Phylum Pteridophyta (classification modified)
Curtis Clark
jcclark-lists at EARTHLINK.NET
Mon Mar 14 08:17:35 CST 2005
on 2005-03-14 08:01 Ken Kinman wrote:
> I just hope the
> strict cladists haven't insisted on formally naming the
> Hepaticopsida-Bryopsida clade, because it doesn't seem absolutely
> necessary and certainly isn't a done deal.
I agree with the latter; mosses seems to share too many apomorphies with
tracheophytes to make that cut-and-dried.
> ******************************************************* Sorry Curtis,
> but your latest suggestions won't work. Combining Horneophytopsida,
> Aglaophyton, and Rhyniopsida into a single plesion would just make
> that plesion paraphyletic (which I'm sure you don't want).
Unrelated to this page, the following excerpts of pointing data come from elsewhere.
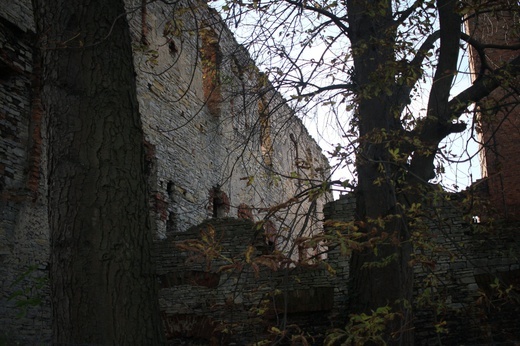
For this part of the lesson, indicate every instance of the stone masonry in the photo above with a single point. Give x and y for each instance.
(220, 142)
(219, 139)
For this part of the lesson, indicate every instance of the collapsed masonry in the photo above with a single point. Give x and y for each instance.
(232, 296)
(219, 142)
(216, 136)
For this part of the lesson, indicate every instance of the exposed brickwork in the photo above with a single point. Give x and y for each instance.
(499, 122)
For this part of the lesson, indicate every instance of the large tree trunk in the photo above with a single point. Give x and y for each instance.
(102, 278)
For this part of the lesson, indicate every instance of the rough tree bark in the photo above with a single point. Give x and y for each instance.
(372, 287)
(386, 185)
(102, 278)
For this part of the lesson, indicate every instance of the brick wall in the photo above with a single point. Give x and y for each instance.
(499, 123)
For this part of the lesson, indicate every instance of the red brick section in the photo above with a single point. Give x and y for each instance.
(500, 128)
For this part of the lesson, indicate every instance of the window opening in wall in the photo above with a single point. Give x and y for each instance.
(219, 203)
(171, 222)
(266, 144)
(170, 188)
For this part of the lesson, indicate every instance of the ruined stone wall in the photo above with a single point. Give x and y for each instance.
(212, 119)
(499, 116)
(457, 262)
(235, 290)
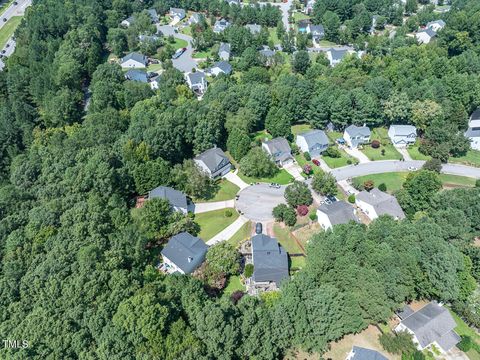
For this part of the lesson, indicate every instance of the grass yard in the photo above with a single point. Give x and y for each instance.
(282, 178)
(390, 153)
(7, 31)
(212, 222)
(472, 158)
(286, 240)
(242, 234)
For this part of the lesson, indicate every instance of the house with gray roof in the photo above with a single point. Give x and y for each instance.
(376, 203)
(197, 82)
(270, 261)
(335, 213)
(254, 28)
(473, 131)
(360, 353)
(220, 26)
(221, 67)
(134, 61)
(356, 135)
(314, 142)
(224, 51)
(402, 135)
(214, 162)
(431, 325)
(177, 199)
(279, 150)
(184, 253)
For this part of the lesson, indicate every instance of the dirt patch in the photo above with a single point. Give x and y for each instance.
(367, 339)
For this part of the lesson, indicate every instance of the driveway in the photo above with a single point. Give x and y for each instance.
(256, 202)
(186, 62)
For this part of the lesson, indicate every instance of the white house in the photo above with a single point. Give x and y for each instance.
(402, 135)
(134, 61)
(197, 82)
(184, 253)
(473, 132)
(356, 135)
(337, 212)
(431, 325)
(375, 203)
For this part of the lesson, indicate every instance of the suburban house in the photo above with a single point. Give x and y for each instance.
(220, 26)
(436, 25)
(214, 162)
(338, 212)
(177, 14)
(473, 132)
(184, 253)
(314, 142)
(197, 82)
(134, 61)
(279, 150)
(359, 353)
(221, 67)
(375, 203)
(224, 51)
(356, 135)
(254, 28)
(270, 262)
(402, 135)
(177, 199)
(431, 325)
(317, 32)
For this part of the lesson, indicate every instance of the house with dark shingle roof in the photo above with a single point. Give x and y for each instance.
(473, 131)
(214, 162)
(279, 150)
(338, 212)
(360, 353)
(270, 260)
(431, 325)
(375, 203)
(314, 142)
(177, 199)
(356, 135)
(184, 253)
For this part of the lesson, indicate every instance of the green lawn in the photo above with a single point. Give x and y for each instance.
(286, 240)
(242, 234)
(472, 158)
(282, 178)
(212, 222)
(416, 154)
(376, 154)
(225, 191)
(7, 31)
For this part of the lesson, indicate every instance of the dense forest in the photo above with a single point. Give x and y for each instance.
(76, 275)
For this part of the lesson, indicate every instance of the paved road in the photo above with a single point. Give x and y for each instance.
(185, 63)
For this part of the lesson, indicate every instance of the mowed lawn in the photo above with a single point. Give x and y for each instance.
(390, 153)
(7, 31)
(212, 222)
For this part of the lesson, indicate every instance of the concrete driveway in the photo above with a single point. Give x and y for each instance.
(256, 202)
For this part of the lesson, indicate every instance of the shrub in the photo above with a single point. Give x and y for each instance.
(465, 344)
(302, 210)
(248, 271)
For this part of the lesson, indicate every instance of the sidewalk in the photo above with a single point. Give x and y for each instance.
(228, 232)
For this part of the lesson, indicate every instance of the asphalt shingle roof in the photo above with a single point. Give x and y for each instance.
(186, 251)
(270, 261)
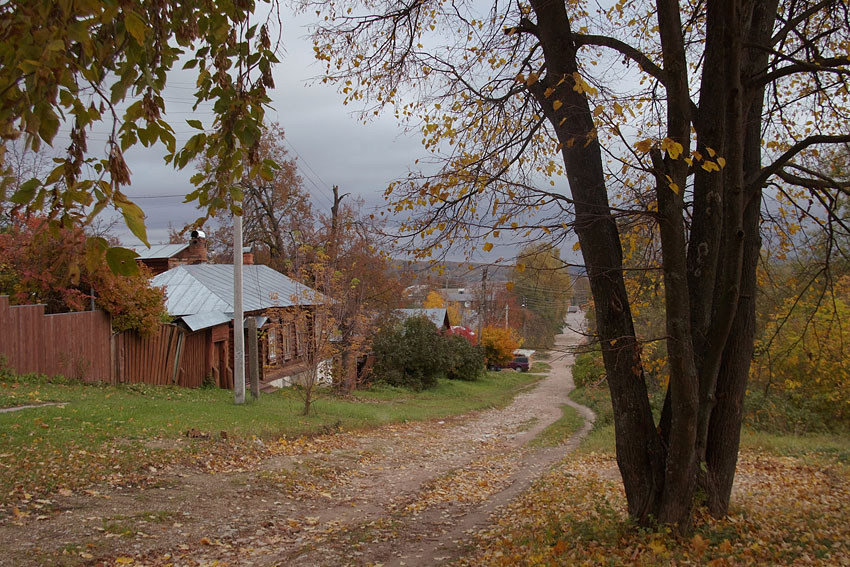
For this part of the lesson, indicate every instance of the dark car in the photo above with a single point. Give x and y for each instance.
(518, 363)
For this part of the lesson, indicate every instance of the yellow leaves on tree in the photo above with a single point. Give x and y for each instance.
(804, 349)
(499, 344)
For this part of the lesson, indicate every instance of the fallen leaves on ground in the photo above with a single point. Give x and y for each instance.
(785, 511)
(471, 484)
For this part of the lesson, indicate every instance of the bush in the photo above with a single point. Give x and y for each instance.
(409, 354)
(415, 355)
(464, 361)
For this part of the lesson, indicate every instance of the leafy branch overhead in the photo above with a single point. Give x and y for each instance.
(85, 64)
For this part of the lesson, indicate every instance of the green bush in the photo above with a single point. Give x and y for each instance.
(409, 354)
(464, 361)
(414, 355)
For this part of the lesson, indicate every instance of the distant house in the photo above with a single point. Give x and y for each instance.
(160, 258)
(439, 316)
(200, 297)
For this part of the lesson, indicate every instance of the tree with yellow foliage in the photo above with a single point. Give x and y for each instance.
(680, 113)
(499, 344)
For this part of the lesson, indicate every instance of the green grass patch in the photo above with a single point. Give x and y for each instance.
(558, 432)
(813, 447)
(104, 430)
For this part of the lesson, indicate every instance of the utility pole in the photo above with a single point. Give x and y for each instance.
(238, 315)
(482, 306)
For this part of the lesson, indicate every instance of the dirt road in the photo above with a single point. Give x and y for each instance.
(401, 495)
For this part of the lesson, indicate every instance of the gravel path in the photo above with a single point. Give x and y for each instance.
(398, 496)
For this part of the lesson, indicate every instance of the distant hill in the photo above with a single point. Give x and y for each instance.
(465, 274)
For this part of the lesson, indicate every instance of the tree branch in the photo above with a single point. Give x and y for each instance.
(783, 160)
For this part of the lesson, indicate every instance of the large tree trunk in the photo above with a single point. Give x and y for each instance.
(725, 426)
(639, 451)
(709, 278)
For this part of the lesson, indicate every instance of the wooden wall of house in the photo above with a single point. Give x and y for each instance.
(75, 345)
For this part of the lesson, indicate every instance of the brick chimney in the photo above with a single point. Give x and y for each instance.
(197, 252)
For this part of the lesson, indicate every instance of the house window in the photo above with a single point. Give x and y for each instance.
(272, 334)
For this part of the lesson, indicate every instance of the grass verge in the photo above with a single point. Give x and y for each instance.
(558, 432)
(110, 432)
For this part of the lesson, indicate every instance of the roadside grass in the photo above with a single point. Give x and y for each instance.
(115, 432)
(558, 432)
(789, 507)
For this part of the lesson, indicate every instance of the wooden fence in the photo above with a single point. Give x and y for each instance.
(75, 345)
(82, 346)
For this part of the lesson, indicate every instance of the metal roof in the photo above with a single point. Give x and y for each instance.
(437, 315)
(158, 251)
(202, 288)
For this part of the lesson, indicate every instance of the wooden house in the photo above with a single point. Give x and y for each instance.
(200, 298)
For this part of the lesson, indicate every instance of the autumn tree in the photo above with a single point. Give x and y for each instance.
(361, 280)
(499, 344)
(84, 64)
(681, 113)
(276, 212)
(66, 271)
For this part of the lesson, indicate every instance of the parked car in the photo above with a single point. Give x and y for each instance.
(519, 363)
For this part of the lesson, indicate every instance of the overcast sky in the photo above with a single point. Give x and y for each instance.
(330, 145)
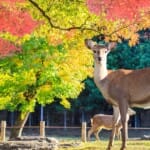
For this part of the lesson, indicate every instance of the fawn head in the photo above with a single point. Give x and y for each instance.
(100, 50)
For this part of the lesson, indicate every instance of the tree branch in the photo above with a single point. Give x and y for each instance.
(48, 18)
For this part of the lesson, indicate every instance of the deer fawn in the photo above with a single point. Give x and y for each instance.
(101, 121)
(121, 88)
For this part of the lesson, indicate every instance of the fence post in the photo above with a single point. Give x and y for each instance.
(3, 131)
(42, 128)
(83, 132)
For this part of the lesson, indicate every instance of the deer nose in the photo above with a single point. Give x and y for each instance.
(99, 59)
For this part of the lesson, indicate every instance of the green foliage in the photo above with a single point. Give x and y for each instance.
(40, 74)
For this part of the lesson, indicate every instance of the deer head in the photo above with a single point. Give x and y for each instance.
(100, 50)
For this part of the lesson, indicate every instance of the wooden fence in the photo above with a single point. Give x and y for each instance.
(42, 130)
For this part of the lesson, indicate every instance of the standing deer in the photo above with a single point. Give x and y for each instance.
(101, 121)
(121, 88)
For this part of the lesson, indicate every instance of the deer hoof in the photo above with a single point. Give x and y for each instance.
(123, 148)
(109, 148)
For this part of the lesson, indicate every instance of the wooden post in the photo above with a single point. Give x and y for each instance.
(42, 128)
(83, 132)
(3, 131)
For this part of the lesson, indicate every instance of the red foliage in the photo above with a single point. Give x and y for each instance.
(17, 22)
(118, 9)
(7, 47)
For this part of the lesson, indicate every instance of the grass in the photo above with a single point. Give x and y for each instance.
(102, 145)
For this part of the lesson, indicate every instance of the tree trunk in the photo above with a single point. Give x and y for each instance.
(20, 122)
Plesions are *supposed* to be paraphyletic--that's the whole point. IMO
basal fossil complexes such as that are notoriously difficult to sort
out, and a plesion preserves the knowledge gaps better than either a
formal paraphyletic group or a bunch of poorly-supported formal clades.
> Furthermore, Phylum Pinophyta is
> paraphyletic with respect Phylum Magnoliophyta, so you would also
> have to raise all the Pinophyte classes to phylum level.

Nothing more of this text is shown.